Detert recounted the long effort to pass the measure, with the ban historically stalling in the House, where last year it wasn’t even given a committee hearing.

“I think with one and a half days left of the session, with the history of this bill, I move to concur with the House” amendment, Detert told the Senate.

Earlier this week, the House changed the bill to restrict law enforcement officers from accessing a driver’s wireless device records to only cases in which accidents caused a death or personal injury. Opponents of the amendment said it would make it harder for police to charge motorists with texting violations.

Detert, who didn’t like the late change, told the Senate that the amendment had some merit and “it probably may cover us about any constitutional questions about the invasion of privacy” — in light of the Florida Supreme Court ruling about the need for search warrants to obtain cellphone records.

But while Detert had reservations about the amendment, she credited House Speaker Will Weatherford, R-Wesley Chapel, for letting the texting bill — sponsored by Reps. Doug Holder, R-Venice, and Ray Pilon, R-Sarasota in the House — be heard in House committees and on the floor.

“For first time ever they have a speaker over there that allowed the members to speak on this bill,” Detert said. “That was the good news. The bad news was I didn’t like what they said.”

Sen. Tom Lee, R-Brandon, a former Senate president, said Detert made the right call in not removing the House amendment and sending the bill back with a day left in the 60-day session.

“I know this isn’t exactly what she wanted when she started out,” Lee said. “But I think it is a mature and sophisticated legislator that knows when they are jeopardizing something on the bounce on the 59th day.”

Sen. Darren Soto, D-Orlando, criticized the House for amending the bill.

“It’s just a shame that the House is playing politics here with such an important issue,” Soto said. “This was something that everybody agreed on. And we send it over there, and they bring it back in a way that dilutes it down.”

Under the bill, texting while driving will be a secondary non-moving violation, meaning motorists would have to be stopped for another reason before they are charged with a violation. First-time violators would face a $30 fine, plus court costs.

Detert said there is still ample opportunity for law enforcement officers to charge motorists with the violations since they can pull them over for erratic driving and then add the texting violation. “This amendment doesn’t really stop the officer from writing that ticket,” Detert said.

Detert said passage of the bill reflects the philosophy that is encapsulated on a sign in her legislative office: “Don’t let the perfect get in the way of the possible.”

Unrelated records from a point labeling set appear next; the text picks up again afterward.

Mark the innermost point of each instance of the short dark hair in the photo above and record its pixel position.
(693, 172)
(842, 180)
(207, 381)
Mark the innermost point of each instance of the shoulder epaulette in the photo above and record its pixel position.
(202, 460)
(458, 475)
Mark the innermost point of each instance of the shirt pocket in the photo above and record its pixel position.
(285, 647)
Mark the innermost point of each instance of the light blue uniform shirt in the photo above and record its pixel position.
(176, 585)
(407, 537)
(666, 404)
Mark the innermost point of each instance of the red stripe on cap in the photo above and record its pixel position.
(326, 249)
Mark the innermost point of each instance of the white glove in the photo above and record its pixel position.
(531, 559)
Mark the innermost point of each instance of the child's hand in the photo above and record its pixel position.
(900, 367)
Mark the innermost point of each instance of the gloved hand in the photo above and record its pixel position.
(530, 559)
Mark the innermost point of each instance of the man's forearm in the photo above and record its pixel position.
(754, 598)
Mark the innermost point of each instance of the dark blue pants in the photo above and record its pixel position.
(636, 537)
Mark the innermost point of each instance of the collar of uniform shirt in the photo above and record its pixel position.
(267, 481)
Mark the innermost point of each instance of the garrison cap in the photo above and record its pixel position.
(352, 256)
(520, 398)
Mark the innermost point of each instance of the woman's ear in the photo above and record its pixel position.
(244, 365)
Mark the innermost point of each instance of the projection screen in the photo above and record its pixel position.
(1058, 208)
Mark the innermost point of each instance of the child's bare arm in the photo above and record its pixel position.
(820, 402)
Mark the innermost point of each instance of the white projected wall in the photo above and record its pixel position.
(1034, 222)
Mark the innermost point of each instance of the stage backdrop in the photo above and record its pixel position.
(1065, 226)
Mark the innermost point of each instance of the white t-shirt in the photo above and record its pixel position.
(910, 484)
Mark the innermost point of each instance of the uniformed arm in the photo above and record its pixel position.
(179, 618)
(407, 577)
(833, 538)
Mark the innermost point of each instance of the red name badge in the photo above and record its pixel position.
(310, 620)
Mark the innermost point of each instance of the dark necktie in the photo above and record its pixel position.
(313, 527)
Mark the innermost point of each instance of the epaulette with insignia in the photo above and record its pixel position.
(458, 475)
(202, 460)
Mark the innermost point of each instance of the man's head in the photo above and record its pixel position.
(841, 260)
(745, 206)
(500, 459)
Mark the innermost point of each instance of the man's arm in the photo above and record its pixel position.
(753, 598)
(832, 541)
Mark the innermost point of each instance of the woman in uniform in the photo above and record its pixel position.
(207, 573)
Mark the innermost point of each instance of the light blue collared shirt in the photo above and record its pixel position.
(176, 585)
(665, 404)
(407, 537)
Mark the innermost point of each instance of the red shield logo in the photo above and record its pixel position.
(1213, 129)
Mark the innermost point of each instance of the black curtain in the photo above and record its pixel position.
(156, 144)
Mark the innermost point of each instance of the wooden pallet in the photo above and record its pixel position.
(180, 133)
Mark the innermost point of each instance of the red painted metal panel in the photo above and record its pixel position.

“This bill is still a good bill,” Detert said.

If Scott signs the bill as expected, Detert said Florida will join the overwhelming majority of states that have made it illegal to text and drive for “the first time ever.” Detert and the other bill sponsors have said that will be a particularly important message for younger drivers.

“Now it’s against the law,” she said. “I’m happy about that.”